Осень устала светиться в титрах, титры от фильма — ну, пять процентов.
Осени шарфик бы потеплее, горло больное, да кто ей свяжет.
Снова подарят букеты лилий, серых, расхристанных и увядших.
Как же там модно… а, в знак респекта. Плохо, забота когда забыта.
Осень думает: жизни вектор падает в петроэлектросбыты,
в пыльный ковер — не судьба прибраться, в чашки, немытые две недели.
Осень шепчет сквозь зубы: братцы, как же вы все мне поднадоели.
Все ваши лилии из-под палки, даже ухмылка — и то душевней,
ей в отвратительной коммуналке запах удавку кладет на шею.
Ей тут для вас распевать синицей, листья разбрасывать истеричкой:
может быть, счастье ей и приснится где-то на проводе электрички...
Каждый оптиковолоконный кабель важнее осенних песен.
Осень плачется на балконы каждый-прекаждый рабочий месяц.
Всем бы смотреть про влюбленных всяких, или двойное смертоубийство,
подозреваемых там — десятки, и в главной роли опять Клинт Иствуд.
Все дружно пялятся в мониторы, а с бутербродом вкусней, вообще-то.
Осень танцующей Айседорой что-то показывает: все тщетно.
Осень бросается афоризмом — это как мёртвому класть припарки.
Осень садится Киану Ривзом с булкой на лавочку в старом парке,
где даже птицы не ночевали, солнце запуталось в паутине.

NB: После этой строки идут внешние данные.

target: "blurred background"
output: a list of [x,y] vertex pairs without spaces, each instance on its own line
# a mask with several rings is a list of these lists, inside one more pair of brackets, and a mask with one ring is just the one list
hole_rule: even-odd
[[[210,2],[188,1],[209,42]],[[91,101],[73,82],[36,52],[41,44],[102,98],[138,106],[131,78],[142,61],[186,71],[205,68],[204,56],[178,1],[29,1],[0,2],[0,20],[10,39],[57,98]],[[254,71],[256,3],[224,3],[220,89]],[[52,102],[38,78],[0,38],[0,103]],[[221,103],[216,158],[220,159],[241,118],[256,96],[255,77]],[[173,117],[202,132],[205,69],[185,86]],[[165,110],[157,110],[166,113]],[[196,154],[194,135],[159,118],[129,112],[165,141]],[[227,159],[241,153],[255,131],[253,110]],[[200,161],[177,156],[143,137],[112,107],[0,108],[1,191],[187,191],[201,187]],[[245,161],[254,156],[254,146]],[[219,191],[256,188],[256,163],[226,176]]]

Если вернусь с разочарованьем, знаю теперь я, куда идти мне.
2012: история Ханны Смоль
Это было 11 лет назад. Она пришла ко мне говорить о поэзии, о религии, о политике, о высоком. Но тем трудным подростком, что проживает кризисы вовремя. Ей было 16. Мне могло запомниться все что угодно: подаренная мной Библия, её жуткий макияж, угловатость или разговоры про парней на Неве или её уже написанные куча сборников, но втемяшились в память именно желтые сережки с кисточками. Потому что она сказала, что стащила их из супермаркета. Потому что — «бунт, мне 16 и так можно». Потому что она уже тогда сходила с ума от всякой необычной бижутерии. Это было каким-то символом ее невписывания в рамки, это взрывало мне мозг на тот момент и как-то подорвало мою правильную вселенную, где хорошие девочки так не делают. Но в 16 она была моей плохой девочкой.